At this point we can’t be entirely sure whether bath salts are singularly responsible for these bizarre behaviors. What we do know is that a social and cultural discourse of abnormal activity has developed around their use (so much so that you can even watch supposed bath salts users on youtube) and is probably contributing in some way. And yet, even with national sensitivity to these drugs at an all-time high, the peak of such behavior may have already passed. Bath salt related reports to the nation’s poison control centers are on pace to be only about half of those reported in 2011. Perhaps similar to the emergence of marijuana and LSD in the United States, as usage has increased users better understand how to interpret the effects of bath salts and therefore get the euphoric or hallucinatory effects they seek without the psychotic episodes. As a stable culture of use develops around these substances, an important component of “drug, set, and setting” is rendered far less variable leading to fewer volatile incidents.

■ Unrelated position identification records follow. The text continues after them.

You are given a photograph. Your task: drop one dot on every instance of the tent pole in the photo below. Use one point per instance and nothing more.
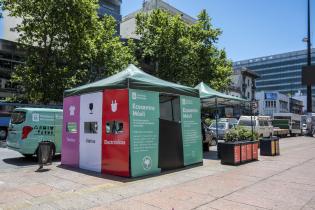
(251, 120)
(216, 119)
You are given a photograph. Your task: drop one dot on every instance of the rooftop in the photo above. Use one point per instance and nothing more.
(150, 5)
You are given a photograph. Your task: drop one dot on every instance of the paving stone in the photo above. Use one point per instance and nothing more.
(228, 205)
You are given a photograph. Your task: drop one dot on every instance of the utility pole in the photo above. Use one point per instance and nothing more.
(309, 61)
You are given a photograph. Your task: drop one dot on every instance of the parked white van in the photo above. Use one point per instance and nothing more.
(262, 124)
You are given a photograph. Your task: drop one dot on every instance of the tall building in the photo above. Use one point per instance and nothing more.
(128, 23)
(243, 83)
(281, 72)
(10, 56)
(113, 8)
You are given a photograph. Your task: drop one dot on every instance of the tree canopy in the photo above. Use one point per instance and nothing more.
(181, 52)
(66, 43)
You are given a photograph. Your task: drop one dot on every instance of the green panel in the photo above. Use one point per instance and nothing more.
(144, 132)
(191, 129)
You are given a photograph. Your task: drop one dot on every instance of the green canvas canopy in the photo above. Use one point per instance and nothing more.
(209, 96)
(134, 78)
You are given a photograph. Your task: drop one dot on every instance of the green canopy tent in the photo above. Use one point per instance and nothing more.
(210, 97)
(146, 125)
(134, 78)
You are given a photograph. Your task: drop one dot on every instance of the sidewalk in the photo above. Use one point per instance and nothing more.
(284, 182)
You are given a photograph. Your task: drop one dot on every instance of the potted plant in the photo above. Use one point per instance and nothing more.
(239, 147)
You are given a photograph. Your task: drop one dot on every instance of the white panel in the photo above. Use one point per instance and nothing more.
(91, 143)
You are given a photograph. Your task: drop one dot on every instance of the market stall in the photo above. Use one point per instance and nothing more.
(131, 124)
(212, 98)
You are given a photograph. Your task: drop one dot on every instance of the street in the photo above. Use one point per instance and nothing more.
(283, 182)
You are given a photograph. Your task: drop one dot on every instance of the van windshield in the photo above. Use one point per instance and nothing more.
(246, 122)
(220, 125)
(18, 117)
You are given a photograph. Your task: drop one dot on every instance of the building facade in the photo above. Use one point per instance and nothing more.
(243, 83)
(270, 102)
(128, 23)
(281, 73)
(10, 56)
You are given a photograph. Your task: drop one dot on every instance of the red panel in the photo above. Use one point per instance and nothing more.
(237, 154)
(249, 148)
(255, 151)
(243, 152)
(115, 145)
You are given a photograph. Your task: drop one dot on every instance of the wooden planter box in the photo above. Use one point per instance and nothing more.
(235, 153)
(269, 146)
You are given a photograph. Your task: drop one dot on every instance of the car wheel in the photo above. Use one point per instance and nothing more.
(3, 133)
(53, 152)
(28, 156)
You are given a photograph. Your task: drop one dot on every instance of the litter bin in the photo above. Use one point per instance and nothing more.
(269, 146)
(45, 153)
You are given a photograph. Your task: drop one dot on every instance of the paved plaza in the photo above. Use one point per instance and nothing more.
(283, 182)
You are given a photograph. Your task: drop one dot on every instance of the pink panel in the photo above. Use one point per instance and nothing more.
(71, 131)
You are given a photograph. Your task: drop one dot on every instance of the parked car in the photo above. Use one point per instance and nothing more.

The story of the “Florida-face-eater” offers a glimpse at an important and cautionary tale. Law enforcement officials obviously speculated on the cause of the attack with little evidence or merit. They effectively linked bath salts to this and other heinous crimes. In the process they simply bolstered a general mentality that continues to shape the way we think about drug use and human behavior. Few people openly questioned the idea that bath salts could produce the kind of behavior manifested on that Florida causeway, but nearly everyone dismissed the idea that marijuana could have done the same. Why? The fact of the matter is we simply don’t know enough about the chemical compounds in bath salts to know much of anything for sure. The name of the drug has changed but the narrative remains much the same. Which is why, as historians of alcohol and drugs, we should always take seriously the powerful discourses constructed around drugs and the potential of those words and actions to have serious consequences on users and non-users alike.